In the case of SSH, a connection is one established connection to the
sshd's TCP port (usually port 22). Omce
sshd stops accepting further authentication attempts it closes the connection, and at this point the connection is done.
Before a user gets to make an authentication attempt, SSH protocol requires the negotiation of encryption and other protocol options, establishment of session keys and exchange of host keys. So each new connection requires a non-trivial bit of work: a storm of SSH connection attempts from multiple sources could certainly be used to DoS a server.
An authentication attempt is one attempt of any authentication method that is currently enabled in
sshd configuration. For example:
- if client offers a SSH key for authentication, each offered key counts as one attempt.
- if Kerberos/GSSAPI authentication method is enabled, seeing if the client can be authenticated with it counts as one attempt
- each password typed into the password authentication prompt obviously counts as one.
The first two can cause the situation you're experiencing: if you set
MaxAuthTries to one and Kerberos/GSSAPI authentication is enabled, it may eat up the single attempt before you even get to try password authentication. Likewise, if your SSH client has an authentication key available, but you haven't added your public key to the destination system's
~/.ssh/authorized_keys for the destination user, the public key authentication attempt will eat up your single attempt and you won't even get to try password authentication.
pam_unix, the PAM library that normally handles password authentication, enforces a delay of two seconds after a failed authentication attempt by default.
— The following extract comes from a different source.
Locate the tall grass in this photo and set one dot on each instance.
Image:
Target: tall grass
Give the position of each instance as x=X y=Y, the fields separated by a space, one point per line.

If your primary threat is password-guessing worms and bots on other compromised systems in the internet, reducing MaxAuthTries may be a bad move: since a bot won't tire, it will always reconnect and try again. Each attempt requires you to spend some CPU capacity for SSH protocol negotiations. You'll want to primarily ensure that the bot won't succeed, and secondarily that the bot will waste as much of its time as possible on that one existing connection, with minimum cost to you. Allowing multiple authentication attempts over one connection but answering... very... slowly... will do exactly that.
This is also why
sshd will request a password from the client even if password authentication is completely disabled: the prompt is completely fake, and the client will be rejected no matter what password is entered. But the client has no way to know that for sure.
Of course, if you allow too many authentication attempts over one connection, the bot may eventually terminate the connection from its side, if the bot programmer has implemented a timeout to limit the effectiveness of such a "tar-pit defense".